How do you put quotes around a field which includes a quote?
Depending on how you answer that question, you might end up with different regular expressions. (Indeed, the customary advice to use a CSV parsing library is not so much about handling the corner cases; it is about not having to think about them because you assume "standard CSV" handling, whatever that might be according to the author of the parsing library. CSV is a mess.)
One regular expression I've used with some success (although it is not CSV compatible) is:
(?:[^",]|"[^"]*")*
which is pretty similar to the first one, except that it allows any number of concatenated fields, so that both of the following are all recognized as a single field:
"John"", Mary"
John", "Mary
CSV standard would treat the first one as representing:
John", Mary -- internal quote
and treat the quotes in the second one as ordinary characters, resulting in two fields. So YMMV.
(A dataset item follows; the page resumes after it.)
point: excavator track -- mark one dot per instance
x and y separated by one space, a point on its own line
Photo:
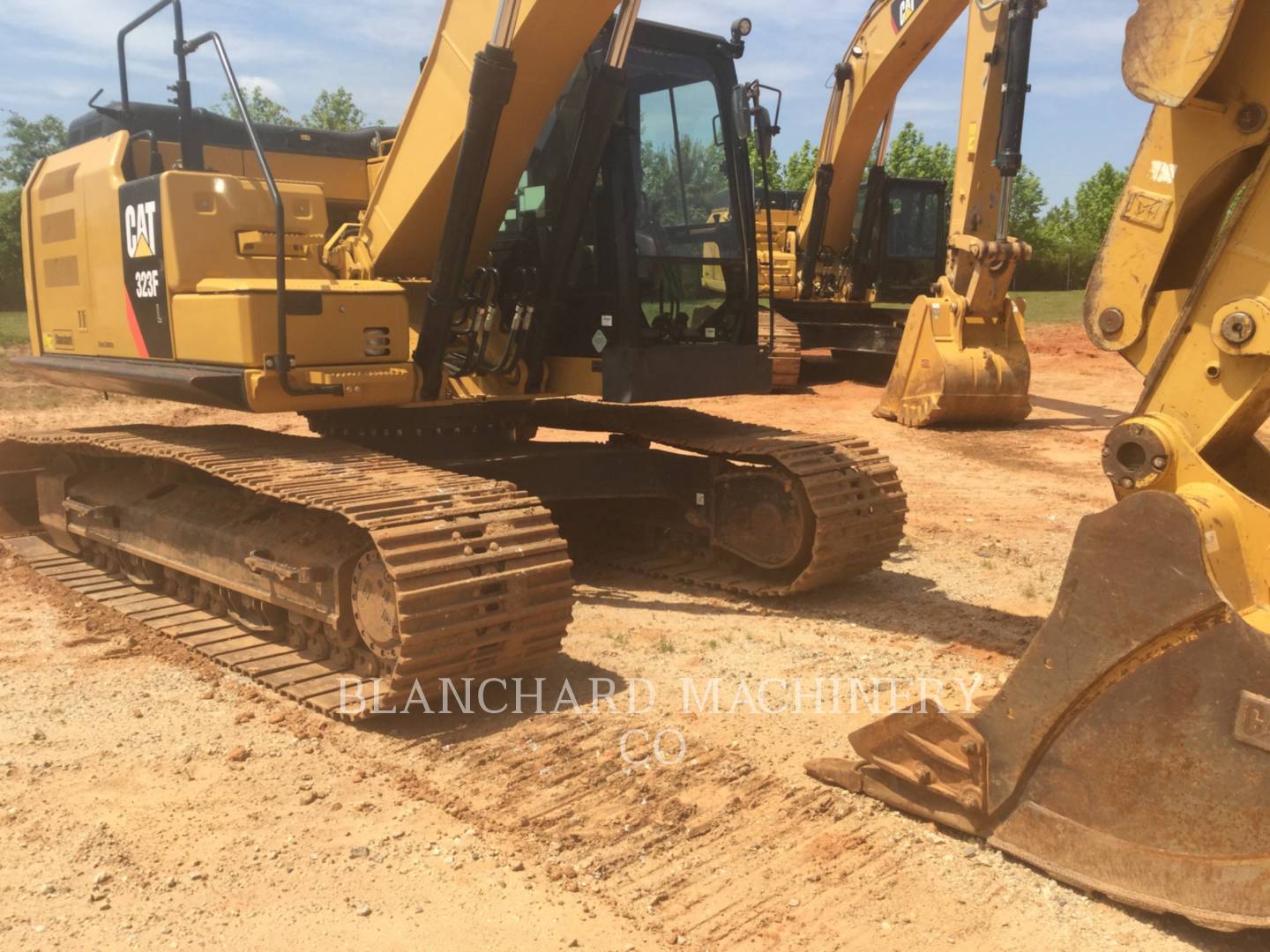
852 492
475 577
In any event, once you decide on an appropriate regex, the algorithm is simple. In pseudo-code since I'm far from a Java expert.
repeat:
match the regex at the current position
and append the result to the result;
if the match fails:
report error
if the match goes to the end of the string:
done
if the next character is a ',':
advance the position by one
otherwise:
report error
Depending on the regex, the two conditions under which you report an error might not be possible. Generally, the first one will trigger if the quoted field is not terminated (and you need to decide whether to allow new-lines in the quoted field -- CSV does). The second one might happen if you used the first regex I provided and then didn't immediately follow the quoted string with a comma.